There's an example of a smooth but infinite-dimensional fibre bundle $M \to S^3$ with $H^3(M)=0$. It involves some ideas that algori and Somnath Basu have already noted.
The fibre is $\mathbb{P}(H)$, projective infinite-dimensional separable complex Hilbert space. Kuiper's theorem that $U(H)$ is contractible in the operator-norm topology has the well-known consequence that $PU(H)$ is a $K(\mathbb{Z},2)$. Take as clutching function for such a bundle $M\to S^3$ a smooth map $S^2\to PU(H)$ representing a generator of $\pi_2 PU(H) \cong \mathbb{Z}$. Then $M$ is 3-connected by the homotopy exact sequence of the fibration, so has vanishing $H^3$ by Hurewicz.
Since $\pi_2 G =0$ for $G$ a finite-dimensional Lie group (in particular, $PU_n$), this bundle isn't the stabilisation of a finite-dimensional projective vector bundle. To find an example over $S^3$ (or more generally, one that is trivial over the 2-skeleton) with compact smooth fibre $F$, you'll need $\pi_2 Diff(F)\otimes \mathbb{Q} \neq 0$. One can't take $F$ to a surface; I wonder if anything is known about $\pi_2 Diff(\mathbb{CP}^n)$ for $n>1$.

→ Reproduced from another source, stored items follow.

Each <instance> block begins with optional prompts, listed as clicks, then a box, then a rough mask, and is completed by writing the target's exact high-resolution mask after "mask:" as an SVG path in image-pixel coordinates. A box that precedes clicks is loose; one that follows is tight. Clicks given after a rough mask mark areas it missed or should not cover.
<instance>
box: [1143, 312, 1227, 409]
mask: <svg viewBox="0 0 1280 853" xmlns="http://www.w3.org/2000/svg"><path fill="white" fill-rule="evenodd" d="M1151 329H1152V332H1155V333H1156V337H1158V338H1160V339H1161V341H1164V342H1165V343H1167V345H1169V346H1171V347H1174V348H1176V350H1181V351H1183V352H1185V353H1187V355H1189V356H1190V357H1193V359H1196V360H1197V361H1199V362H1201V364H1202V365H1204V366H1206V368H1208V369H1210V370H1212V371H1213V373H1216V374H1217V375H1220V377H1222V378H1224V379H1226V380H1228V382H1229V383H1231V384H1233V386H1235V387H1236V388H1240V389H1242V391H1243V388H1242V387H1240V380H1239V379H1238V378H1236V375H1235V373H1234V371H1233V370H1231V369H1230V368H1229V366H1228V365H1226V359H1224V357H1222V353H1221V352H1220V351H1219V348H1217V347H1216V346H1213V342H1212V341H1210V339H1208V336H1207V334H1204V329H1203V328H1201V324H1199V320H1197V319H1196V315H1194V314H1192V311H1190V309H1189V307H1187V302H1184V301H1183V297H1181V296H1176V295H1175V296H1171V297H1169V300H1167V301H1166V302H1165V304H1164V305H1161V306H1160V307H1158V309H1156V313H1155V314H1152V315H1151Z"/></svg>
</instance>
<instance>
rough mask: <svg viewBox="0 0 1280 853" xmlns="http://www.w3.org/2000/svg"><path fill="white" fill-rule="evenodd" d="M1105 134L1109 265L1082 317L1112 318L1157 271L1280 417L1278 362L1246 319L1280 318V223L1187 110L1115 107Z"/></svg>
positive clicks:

Added: More precisely, one needs $\pi_2 Diff_0(F)\otimes \mathbb{Q}$ to have non-zero image in $\pi_2 Aut_0(F)\otimes \mathbb{Q}$, where $Aut_0(F)$ is the identity component of the space of self-homotopy equivalences. As shown in a paper noted by Igor Belogradek in his comments above, "Rational type of classifying spaces for fibrations" by Samuel B. Smith, this fails when $F=\mathbb{CP}^n$.